Stroke is caused by thrombus resulting in a high morbidity and mortality rate. Neutrophils are recruited in the brain after stroke and contribute to brain injury due to multiple mechanisms. NETs trap bacteria, degrading pathogenic factors but they can also exacerbate certain non-infectious diseases by activating autoimmune or inflammatory responses and play a role in the pathological process of stroke. They promote the coagulation cascade and interact with platelets resulting in thrombosis. The higher the NETs level the worse the neurological function. NETs aggravate stroke by mediating inflammation, atherosclerosis and vascular injury. They may serve as a biomarker of stroke and may be a target for stroke treatment.¹³ In a study of stroke thrombosis, NETs were found to be more abundant in cardiogenic and structurally mature old thrombi, and the content was positively correlated with the duration of thrombectomy and the number of surgical instruments used, which prompted the local microenvironment to affect NETosis.¹

Sepsis is an inflammatory response to infection and can result in activation of the coagulation system which may lead to DIC, microvascular thrombosis, hypoperfusion and multiple organ dysfunction and death. In sepsis patients, a large amount of lipopolysaccharide is shed by bacteria which activated neutrophils to produce NETS. Neutrophils isolated from the blood of patients with sepsis can release tissue factor (TF) through NETs, and this form of TF can induce thrombin generation in vitro and play a key role in the activation of the coagulation system in sepsis1. NETosis amplifies platelet activation, fibrin deposition and systemic inflammation which exacerbates organ failure. This has been seen in ARDS, blocking NETs can reduce disease progression. Elevated NET markers (histones and MPO) are associated with microvascular endothelial injury and hypercoagulability. In MIS-C in pediatric patients NETs may perpetuate cytokine storms despite the resolution of the virus. However, studies have shown that the thrombosis mechanism for these disorders is different in adults and children. Adults' mechanism is driven by fibrin-mediated red blood cell aggregation, while in children, it is more likely to be associated with excessive cytokine release, suggesting that NETs may lead to thrombotic inflammation through different pathways in different age groups.³

Therapies:

The formation of NETs results in a complicated outcome of thrombosis. There are several therapies that interfere with the production of NETs reducing the risk of thrombosis.
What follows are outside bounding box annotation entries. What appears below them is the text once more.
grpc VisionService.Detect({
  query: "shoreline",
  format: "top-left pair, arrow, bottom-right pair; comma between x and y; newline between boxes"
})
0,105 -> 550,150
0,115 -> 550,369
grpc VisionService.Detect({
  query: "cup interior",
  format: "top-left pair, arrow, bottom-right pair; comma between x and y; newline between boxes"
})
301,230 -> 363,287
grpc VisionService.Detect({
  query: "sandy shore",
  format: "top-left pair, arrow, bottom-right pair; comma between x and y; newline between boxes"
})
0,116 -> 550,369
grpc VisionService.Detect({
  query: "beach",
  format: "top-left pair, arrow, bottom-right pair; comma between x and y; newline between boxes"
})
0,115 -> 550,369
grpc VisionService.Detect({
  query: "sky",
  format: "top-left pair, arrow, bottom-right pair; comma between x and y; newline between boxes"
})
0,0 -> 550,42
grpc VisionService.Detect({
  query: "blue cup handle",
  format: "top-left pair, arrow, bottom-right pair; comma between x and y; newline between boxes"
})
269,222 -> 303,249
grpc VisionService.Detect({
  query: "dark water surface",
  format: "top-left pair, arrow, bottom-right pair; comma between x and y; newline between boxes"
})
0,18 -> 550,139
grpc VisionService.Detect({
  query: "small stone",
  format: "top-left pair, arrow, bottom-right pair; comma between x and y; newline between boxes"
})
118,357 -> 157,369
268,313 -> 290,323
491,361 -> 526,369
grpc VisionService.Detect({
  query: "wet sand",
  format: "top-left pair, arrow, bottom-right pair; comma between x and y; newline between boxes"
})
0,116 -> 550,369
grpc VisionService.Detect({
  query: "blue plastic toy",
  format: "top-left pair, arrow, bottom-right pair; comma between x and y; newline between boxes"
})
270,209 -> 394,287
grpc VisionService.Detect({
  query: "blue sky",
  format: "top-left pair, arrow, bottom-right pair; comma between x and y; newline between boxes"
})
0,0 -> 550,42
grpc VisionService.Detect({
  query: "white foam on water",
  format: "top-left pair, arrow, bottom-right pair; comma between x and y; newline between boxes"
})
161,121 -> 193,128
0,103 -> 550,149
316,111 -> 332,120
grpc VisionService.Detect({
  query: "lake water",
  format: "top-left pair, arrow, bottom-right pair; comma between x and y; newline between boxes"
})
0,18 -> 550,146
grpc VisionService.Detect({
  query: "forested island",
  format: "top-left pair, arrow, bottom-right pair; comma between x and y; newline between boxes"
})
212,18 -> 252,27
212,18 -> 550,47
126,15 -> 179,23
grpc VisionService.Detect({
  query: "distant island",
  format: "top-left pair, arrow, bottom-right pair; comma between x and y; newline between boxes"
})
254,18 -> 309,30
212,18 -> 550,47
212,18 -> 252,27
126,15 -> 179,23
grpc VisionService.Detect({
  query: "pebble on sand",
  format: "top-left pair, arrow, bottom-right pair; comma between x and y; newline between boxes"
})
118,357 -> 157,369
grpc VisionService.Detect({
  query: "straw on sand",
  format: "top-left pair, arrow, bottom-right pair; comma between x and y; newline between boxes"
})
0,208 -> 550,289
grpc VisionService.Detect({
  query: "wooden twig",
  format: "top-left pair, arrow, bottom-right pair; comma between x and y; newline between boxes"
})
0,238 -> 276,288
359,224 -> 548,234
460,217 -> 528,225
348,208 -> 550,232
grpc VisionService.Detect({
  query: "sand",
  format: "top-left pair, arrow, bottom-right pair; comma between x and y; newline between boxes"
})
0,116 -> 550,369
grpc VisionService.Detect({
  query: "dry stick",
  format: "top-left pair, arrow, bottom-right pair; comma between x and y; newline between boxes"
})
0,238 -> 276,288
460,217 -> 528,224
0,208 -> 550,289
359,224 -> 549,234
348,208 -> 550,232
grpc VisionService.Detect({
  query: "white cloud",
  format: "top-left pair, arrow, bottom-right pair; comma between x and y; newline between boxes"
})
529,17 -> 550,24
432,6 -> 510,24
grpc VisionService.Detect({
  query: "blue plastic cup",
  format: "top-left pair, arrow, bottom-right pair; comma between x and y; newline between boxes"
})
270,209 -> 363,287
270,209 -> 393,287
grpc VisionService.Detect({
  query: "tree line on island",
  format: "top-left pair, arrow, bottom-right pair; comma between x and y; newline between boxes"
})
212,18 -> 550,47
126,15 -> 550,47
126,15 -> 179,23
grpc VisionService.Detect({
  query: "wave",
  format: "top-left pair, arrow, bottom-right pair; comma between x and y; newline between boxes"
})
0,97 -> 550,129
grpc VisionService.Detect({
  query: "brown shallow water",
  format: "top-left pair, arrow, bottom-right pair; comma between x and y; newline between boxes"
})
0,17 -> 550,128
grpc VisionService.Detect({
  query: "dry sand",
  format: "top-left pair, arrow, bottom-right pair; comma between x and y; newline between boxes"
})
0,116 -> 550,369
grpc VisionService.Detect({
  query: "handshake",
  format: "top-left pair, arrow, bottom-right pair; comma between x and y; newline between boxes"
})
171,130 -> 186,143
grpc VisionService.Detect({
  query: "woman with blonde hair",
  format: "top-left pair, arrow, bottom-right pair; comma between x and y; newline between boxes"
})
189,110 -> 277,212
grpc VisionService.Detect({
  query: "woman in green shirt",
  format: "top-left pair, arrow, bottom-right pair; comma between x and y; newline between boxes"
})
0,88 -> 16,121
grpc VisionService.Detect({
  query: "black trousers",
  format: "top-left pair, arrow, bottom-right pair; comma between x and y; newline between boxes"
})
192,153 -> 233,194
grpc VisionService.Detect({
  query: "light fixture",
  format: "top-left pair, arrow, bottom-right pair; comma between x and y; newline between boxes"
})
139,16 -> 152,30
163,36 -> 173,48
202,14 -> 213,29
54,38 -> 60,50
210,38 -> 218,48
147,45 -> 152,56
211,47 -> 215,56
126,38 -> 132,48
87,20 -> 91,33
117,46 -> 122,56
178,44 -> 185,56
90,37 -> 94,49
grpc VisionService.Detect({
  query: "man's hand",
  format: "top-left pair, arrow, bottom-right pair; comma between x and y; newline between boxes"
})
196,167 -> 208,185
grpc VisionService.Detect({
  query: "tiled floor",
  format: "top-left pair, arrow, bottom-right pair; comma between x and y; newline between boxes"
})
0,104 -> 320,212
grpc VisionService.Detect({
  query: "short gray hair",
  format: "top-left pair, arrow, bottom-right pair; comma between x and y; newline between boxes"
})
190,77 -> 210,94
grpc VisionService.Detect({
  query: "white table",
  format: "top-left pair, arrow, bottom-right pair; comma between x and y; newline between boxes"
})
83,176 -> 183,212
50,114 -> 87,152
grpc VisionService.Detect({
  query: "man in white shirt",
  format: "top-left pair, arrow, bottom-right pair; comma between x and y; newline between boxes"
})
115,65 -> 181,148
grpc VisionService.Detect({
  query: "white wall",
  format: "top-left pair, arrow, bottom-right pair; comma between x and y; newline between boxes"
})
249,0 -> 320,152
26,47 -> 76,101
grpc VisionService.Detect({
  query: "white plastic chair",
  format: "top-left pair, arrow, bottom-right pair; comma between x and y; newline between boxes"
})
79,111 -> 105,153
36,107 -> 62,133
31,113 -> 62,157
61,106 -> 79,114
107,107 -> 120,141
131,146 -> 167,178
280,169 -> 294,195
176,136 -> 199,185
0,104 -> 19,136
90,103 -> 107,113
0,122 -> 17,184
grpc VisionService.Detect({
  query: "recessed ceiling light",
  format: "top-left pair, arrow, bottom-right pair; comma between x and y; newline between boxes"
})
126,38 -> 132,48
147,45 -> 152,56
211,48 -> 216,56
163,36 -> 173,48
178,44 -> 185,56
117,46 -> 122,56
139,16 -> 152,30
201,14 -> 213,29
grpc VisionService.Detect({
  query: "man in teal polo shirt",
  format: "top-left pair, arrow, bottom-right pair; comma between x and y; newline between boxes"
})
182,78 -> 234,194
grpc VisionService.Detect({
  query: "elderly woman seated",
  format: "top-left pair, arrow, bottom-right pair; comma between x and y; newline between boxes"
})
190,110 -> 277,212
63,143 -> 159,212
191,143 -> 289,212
1. DNase-1 (deoxyribonuclease I) breaks down the DNA network of NETs and disrupts its structure reducing thrombus formation.³
2. PF4 can bind to NETs and enhance resistance to DNase, stabilizing NETs and reducing the release of NET degradation products (cell-free DNA and histones) which are factors in thrombus formation.³
3. Inhibiting PAD4 enzyme which is key in NETs formation can reduce the release of NETs. Inhibiting the activation of neutrophils can also reduce NET formation.³
4. Anti-platelet drugs may prevent platelet adhesion by targeting GPIIb/IIIa receptors on the surface of platelets.⁴
5. Complement inhibitors (such as anti-C5 monoclonal antibodies) may reduce the prothrombotic effects of NETs by inhibiting the activation of the complement system.

Conclusions:

Understanding the process that activated neutrophils become NETs and contribute to thrombus formation is an important process. Clinicians need to be aware of the outcomes and treatments that can aid in controlling outcomes.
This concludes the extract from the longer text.